I mentioned earlier that it had been pointed out to me that M had trouble handling slants and stunts. So what does that mean and how does a defense do that? Probably the best description of this is at the link below (Neck Sharpies by Seth). Cliff notes;

AF's 3-4 defense was based on slanting a pair of DL in the hopes of filling gaps in the inside run game. They also brought LBs up to fill the gaps left by the slanting pair of DL, keeping one S back and another one a few yards off the LOS. This routinely puts 8-9 defenders in the box. The AF D sniffed out where the ball was going on the inside run game based on the make-up of the OL (film study and extremely well coached). M can run against this if the offensive play is properly executed and the D guess wrong on where to slant (see below) so, it's not correct to say that "why run the ball when there are 9 guys in the box - audible into something else!!!")

One of Isaac's big runs where he faked inside and bounced outside behind Cole (the one where he stepped out of bounds while running for a TD) was a designed constraint that was superbly executed against a slanting AF DL (the wrong way) and a fake misdirection route that drew a S out of the box by McDoom. (See the video).

People ask, "how does M fix that their OL doesn't handle slants and stunts very well"? When a defense does this as well as AF did, it's hard. It's clear to me that they were very good at it and as well guessed right more times than they guessed wrong in those gaps. When they did guess wrong, and it happened way more than once, a big play ensues .... or as the case might have been the RB missed the open gap.

Play calling and RBs hitting the open gap (the one created with a DL pair slanting the wrong way) fixes it more than anything and the one constraint that gave Isaac a free run up the play-side sideline that I described above is one of them. You have to RPS this stuff with the right offensive play call and all it takes is a couple of those to win a ball game......

M had at least three (Higdon to close out the game, and probably two, maybe more, by Isaac one called back, one of those by questionable/tacky defensive holding penalty. Evans had one where the AF slant went the wrong way (play went to the L on the boundary or short side; slant went R). He got over 10 yards before fumbling.
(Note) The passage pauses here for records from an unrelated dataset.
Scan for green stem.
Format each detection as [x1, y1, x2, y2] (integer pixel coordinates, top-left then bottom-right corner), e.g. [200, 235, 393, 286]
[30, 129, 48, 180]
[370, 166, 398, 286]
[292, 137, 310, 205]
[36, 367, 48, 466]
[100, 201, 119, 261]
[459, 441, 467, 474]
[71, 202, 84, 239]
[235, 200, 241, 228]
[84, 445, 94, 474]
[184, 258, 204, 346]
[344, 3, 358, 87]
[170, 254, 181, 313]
When you get into the nuts and bolts of Oline versus Dline, the chess game being played between OC and DC, the backs running the right way, is utterly fascinating. When you look at this stuff the way coaches look at post game film, you tend not to be so hard on the guys in the trenches, at least I do. You can also understand why Harbugh likes "where the team is right now."
On Harbaugh's expectations for M football in 2015 (NFL NETWORK): “We'd rather be about it than talk about it."